Theta-phase closed-loop stimulation induces motor paradoxical responses in the rat model of Parkinson disease
Close/open-loop scheme
Deep brain stimulation
Motor deficit
Neurophysiological correlate of behavior
Rat model of Parkinson's disease
Issue Date: 
Cordon, I. (Ivan); Nicolas, M.J. (María Jesús); Arrieta, S. (Sandra); et al. "Theta-phase closed-loop stimulation induces motor paradoxical responses in the rat model of Parkinson disease". Brain Stimulation. 11 (1), 2018, 231 - 238
Background: High-frequency deep brain stimulation (DBS) has become a widespread therapy used in the treatment of Parkinson's Disease (PD) and other diseases.
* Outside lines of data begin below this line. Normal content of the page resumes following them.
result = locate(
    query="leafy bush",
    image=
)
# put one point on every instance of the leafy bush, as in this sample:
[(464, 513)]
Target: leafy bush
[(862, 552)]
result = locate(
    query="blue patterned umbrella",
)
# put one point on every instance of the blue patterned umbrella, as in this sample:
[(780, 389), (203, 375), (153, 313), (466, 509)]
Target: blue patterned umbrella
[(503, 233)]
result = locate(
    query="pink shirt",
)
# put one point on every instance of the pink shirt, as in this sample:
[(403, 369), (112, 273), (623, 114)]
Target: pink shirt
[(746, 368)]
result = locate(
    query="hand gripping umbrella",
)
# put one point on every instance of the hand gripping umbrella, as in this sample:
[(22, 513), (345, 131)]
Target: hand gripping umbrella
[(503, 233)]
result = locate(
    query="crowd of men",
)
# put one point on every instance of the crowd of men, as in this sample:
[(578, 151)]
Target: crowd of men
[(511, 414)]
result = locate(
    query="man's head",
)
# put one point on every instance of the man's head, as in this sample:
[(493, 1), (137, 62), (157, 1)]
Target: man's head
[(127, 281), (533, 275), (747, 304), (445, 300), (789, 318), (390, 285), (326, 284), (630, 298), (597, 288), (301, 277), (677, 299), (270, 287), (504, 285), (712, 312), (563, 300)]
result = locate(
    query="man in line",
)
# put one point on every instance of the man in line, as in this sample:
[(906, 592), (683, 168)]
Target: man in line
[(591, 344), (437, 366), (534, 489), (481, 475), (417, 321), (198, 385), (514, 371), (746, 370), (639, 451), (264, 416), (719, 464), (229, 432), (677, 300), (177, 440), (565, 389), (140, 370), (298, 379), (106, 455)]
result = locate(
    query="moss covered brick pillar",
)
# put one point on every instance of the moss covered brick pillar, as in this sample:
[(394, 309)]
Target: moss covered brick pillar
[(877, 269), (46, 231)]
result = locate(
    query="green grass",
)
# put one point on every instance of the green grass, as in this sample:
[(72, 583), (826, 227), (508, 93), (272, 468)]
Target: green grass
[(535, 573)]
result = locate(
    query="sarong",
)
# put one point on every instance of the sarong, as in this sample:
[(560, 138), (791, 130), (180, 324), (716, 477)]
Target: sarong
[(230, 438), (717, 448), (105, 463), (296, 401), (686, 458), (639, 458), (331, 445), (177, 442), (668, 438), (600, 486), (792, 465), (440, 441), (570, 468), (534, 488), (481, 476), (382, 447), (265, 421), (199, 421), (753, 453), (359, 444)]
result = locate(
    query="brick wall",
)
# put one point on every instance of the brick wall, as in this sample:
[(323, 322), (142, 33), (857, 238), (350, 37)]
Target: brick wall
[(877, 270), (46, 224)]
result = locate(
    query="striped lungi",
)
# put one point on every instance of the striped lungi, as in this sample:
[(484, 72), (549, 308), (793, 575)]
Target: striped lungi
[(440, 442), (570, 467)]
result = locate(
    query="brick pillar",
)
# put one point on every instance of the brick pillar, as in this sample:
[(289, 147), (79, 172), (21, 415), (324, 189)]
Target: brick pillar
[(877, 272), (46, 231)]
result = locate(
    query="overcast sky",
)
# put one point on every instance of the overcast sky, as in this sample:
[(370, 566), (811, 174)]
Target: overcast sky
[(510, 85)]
Although it has proved beneficial, much recent attention has been centered around the potential of new closed-loop DBS implementations. Objective: Here we present a new closed-loop DBS scheme based on the phase of the theta activity recorded from the motor cortex. By testing the implementation on freely moving 6-OHDA lesioned and control rats, we assessed the behavioral and neurophysiologic effects of this implementation and compared it against the classical high-frequency DBS. Results: Results show that both stimulation modalities produce significant and opposite changes on the movement and neurophysiological activity. Close-loop stimulation, far from improving the animals' behavior, exert contrary effects to those of high-frequency DBS which reverts the parkinsonian symptoms. Motor improvement during open-loop, high-frequency DBS was accompanied by a reduction in the amount of cortical beta oscillations while akinetic and disturbed behavior during close-loop stimulation coincided with an increase in the amplitude of beta activity. Conclusion: Cortical-phase-dependent close-loop stimulation of the STN exerts significant behavioral and oscillatory changes in the rat model of PD. Open-loop and close-loop stimulation outcomes differed dramatically, thus suggesting that the scheme of stimulation determines the output of the modulation even if the target structure is maintained. The current framework could be extended in future studies to identify the correct parameters that would provide a suitable control signal to the system. It may well be that with other stimulation parameters, this sort of DBS could be beneficial.